兵士が訓練、妖怪遭遇も 地域のランドマーク「盃山」 連載”まちの世間遺産”/兵庫・丹波篠山市
当たり前にありすぎるけれど、住民が大切にしていきたいもの「世間遺産」―。丹波新聞では、兵庫県丹波地域の人や物、景色など、住民が思う”まちの世間遺産”を連載で紹介していきます。今回は、兵庫県丹波篠山市岡野地区にある「盃山(さかずきやま)」です。 「盃山の朝風に♪」―。丹波篠山市立岡野小学校の校歌冒頭に登場する「盃山」。岡野地区のランドマークであり、さまざまな興味深い歴史を持つ。

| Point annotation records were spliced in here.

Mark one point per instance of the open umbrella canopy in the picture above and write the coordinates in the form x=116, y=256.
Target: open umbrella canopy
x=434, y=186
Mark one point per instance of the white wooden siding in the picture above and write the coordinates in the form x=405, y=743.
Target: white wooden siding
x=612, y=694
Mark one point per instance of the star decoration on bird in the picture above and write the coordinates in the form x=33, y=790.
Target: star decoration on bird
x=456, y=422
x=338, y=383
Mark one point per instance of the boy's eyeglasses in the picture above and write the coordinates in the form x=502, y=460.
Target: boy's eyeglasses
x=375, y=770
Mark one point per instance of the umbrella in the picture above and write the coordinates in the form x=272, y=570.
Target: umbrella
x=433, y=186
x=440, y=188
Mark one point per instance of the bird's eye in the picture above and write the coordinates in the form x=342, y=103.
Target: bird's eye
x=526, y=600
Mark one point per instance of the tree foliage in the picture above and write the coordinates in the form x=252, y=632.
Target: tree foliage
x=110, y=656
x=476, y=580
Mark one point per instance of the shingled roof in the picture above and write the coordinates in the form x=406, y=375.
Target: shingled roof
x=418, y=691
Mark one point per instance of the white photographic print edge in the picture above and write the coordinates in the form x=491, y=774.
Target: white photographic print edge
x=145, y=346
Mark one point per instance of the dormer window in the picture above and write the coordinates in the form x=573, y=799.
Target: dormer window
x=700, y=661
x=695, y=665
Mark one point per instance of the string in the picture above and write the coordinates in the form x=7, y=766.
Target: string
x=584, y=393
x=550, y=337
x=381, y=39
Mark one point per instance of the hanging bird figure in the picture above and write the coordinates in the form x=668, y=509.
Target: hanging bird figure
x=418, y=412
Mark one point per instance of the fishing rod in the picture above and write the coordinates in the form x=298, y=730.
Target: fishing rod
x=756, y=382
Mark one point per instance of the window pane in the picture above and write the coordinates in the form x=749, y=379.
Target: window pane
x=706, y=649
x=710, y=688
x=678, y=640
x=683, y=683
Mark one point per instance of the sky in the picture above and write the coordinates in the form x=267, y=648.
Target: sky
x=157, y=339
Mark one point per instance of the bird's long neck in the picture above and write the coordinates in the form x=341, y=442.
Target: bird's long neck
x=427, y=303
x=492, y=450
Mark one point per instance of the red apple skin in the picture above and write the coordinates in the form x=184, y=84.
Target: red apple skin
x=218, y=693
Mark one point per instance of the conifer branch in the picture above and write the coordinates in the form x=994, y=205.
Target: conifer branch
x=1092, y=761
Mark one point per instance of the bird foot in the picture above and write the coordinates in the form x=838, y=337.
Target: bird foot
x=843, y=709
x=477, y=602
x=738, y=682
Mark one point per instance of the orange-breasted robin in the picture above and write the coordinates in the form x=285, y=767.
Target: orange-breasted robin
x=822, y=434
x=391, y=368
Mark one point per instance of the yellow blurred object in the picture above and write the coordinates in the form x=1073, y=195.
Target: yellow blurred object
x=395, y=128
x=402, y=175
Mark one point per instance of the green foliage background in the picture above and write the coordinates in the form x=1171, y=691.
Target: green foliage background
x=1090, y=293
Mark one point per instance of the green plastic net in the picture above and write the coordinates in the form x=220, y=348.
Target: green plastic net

標高497メートルで、盃をひっくり返したような形。戦国時代の山城「盃山城跡」があり、明智光秀の丹波攻めの際には連絡拠点になったという。 戦時中、付近一帯に「歩兵第七十連隊」が置かれた頃には、「丹波の鬼」とも称された勇猛果敢な部隊が、厳しい山岳訓練に臨んだ場所でもあった。 連隊のことを記した書籍「篠山練兵場」によると、毎年初夏に「盃山早駆け登山競走」を開催。代表が山を疾走し、登り下りで「23分8秒」という記録が掲載されている。ちなみに運動不足の記者が登山したところ、登りだけで約40分かかった。 また、特筆すべきは、「ゲゲゲの鬼太郎」で知られる故・水木しげるさんとの関係。一時期、市内で暮らした水木さんは、著書の中で妖怪「おとろし」(不心得者を見つけると上から落ちてきて驚かす妖怪)に山で出会ったと記しており、後にその山は盃山と証言している。地元の男性(73)は、「連隊はよく知っていたけれど、妖怪の話まで。観光にも生かせそうやな」と笑う。 豊かな自然と手軽な登山、シーズンには雲海の名所として知られている盃山。数々の歴史を持ちながらも、ただ悠然とそこにある。